Led by a Mesa Republican, a bipartisan group of lawmakers is moving to strip the governor of the power to commute the sentences of felons.
But Rep. Cecil Ash said his aim is not to keep more people behind bars. In fact, he said, it's the reverse: He thinks there are people locked up now who should not be there.
The plan, HCR 2025, would give the final say on who gets let out to the five-member Board of Executive Clemency.
Right now the panel can only make recommendations. It is the governor who gets the last word.
That last word, said Ash, is more often than not "no.''
Records bear that out: In the last dozen years, through three governors, 85 requests have been granted and 394 denied.
Ash said he believes it's not necessarily because these people do not deserve to have their sentences effectively reduced to the time they have served.
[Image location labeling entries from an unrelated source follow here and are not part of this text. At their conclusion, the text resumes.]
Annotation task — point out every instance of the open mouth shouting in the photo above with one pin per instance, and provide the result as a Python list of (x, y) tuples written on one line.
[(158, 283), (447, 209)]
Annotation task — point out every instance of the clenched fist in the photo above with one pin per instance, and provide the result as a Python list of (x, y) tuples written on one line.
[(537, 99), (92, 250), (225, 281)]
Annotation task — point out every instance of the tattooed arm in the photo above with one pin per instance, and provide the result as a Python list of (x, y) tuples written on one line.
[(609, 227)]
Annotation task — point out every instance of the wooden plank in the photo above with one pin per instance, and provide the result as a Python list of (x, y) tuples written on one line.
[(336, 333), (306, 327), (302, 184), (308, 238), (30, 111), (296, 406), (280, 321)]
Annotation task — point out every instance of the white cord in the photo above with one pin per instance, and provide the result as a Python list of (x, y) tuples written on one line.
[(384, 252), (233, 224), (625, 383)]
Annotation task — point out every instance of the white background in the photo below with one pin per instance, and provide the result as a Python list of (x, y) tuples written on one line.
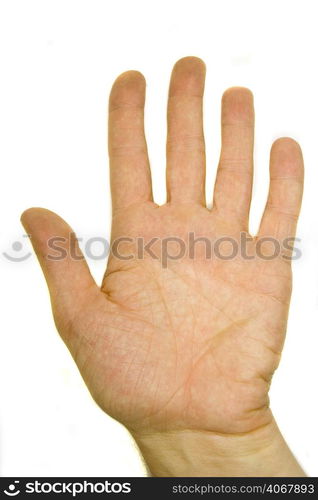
[(58, 60)]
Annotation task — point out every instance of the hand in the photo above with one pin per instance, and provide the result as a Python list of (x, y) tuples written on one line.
[(187, 348)]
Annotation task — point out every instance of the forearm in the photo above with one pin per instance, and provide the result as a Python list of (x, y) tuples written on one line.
[(261, 453)]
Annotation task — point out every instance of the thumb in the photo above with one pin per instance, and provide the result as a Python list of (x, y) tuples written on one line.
[(65, 269)]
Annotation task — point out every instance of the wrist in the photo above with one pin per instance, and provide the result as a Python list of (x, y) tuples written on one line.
[(262, 452)]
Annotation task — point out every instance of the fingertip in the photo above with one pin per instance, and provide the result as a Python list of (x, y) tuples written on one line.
[(188, 77), (286, 156), (190, 63), (238, 106)]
Instead, he said, another factor enters the equation, one he said should not be there.
"Politicians have to run for reelection,'' he said. "And sometimes their judgment is tainted by the political considerations.''
Ash, an attorney and former public defender, said that governors in Arizona and across the nation used to exercise their right to grant clemency "very regularly.
"And then you had the problem with (Michael) Dukakis and the Willie Horton thing,'' he said.
Dukakis, who was governor of Massachusetts, found his 1988 presidential campaign hobbled after it was revealed that Horton, a convicted murderer, had not come back from a weekend furlough -- a program Dukakis had helped continue -- when he killed someone else.
More recently, former Arkansas Gov. Mike Huckabee came under scrutiny in connection with a 2009 incident involving a man identified as murdering four police officers in the state of Washington. It turned out that in 2000 Huckabee commuted the man's 35-year prison term for armed robbery.
"To add this political consideration to the decision is something we should relieve the governor of that burden,'' Ash said.
Gov. Jan Brewer, who would be affected by Ash's proposal, said she has not had a chance to review it. But the governor indicated she's at least willing to consider it.
"It is certainly something that would take something off my plate,'' she said.
The governor said, though, that such a change would be only as good as who is on the board.
But Maricopa County Attorney Bill Montgomery said Ash's presumption that the change he wants will remove politics from considerations is "a bit naive.''
"We've seen how political commissions and boards can get,'' he said.
Montgomery also said that he actually sees an advantage in having the governor make that call rather than commissioners who are removed from the election process.
"There's more, relatively speaking, an accountability of the use of that authority with one elected executive than with a board,'' he said.
Ash acknowledged that one reason for the proposal is because he is disappointed with at least one decision by Brewer to deny clemency.
That case involves 75-year-old William Macumber, serving a life term after being convicted in 1974 of a double murder of a young couple in an open desert area of north Scottsdale that had occurred a dozen years earlier.
At least part of the evidence against him was a statement by his estranged wife that he had confessed, though prosecutors said a partial palm print and bullet casings also linked Macumber to the slayings.
The jury, however, did not get to hear another piece of evidence.
Attorney Thomas O'Toole, who was representing another man in 1967 accused of a double homicide, said his client told him he also had killed this particular couple. But O'Toole, bound by attorney-client privilege, could not say anything.
He did finally come forward in 1973 after his client was killed in prison, offering to testify on Macumber's behalf. The judge, however, concluded the information was inadmissible as unreliable hearsay.
In August 2009, after reviewing the case, the Board of Executive Clemency unanimously recommended to Brewer than Macumber's sentence be commuted.
In a letter to Brewer, board Chairman Duane Belcher Sr. said Macumber's wife had reason to lie, as they were going through a divorce and fighting for custody of the children. He also said she had access to the palm print and that the testimony linking the bullet casings "was not reliable.''
"Mr. Macumber's case is one in which the power of executive clemency should be used to correct a miscarriage of justice,'' Belcher wrote.
It took Brewer just one sentence to decline the application, giving no reason.
And Brewer, confronted by Macumber's son at a press conference last year, provided no more details when he asked the reason.
"It's an unfortunate situation,'' the governor said.
"I appreciate your concerns,'' she continued. "But I have made my decision and it's final.''
Ash said this case is "a good example of why clemency should be with the executive board.''
The final word on the proposal, though, rests not with the governor but with voters, who would have to approve a change in the Arizona Constitution.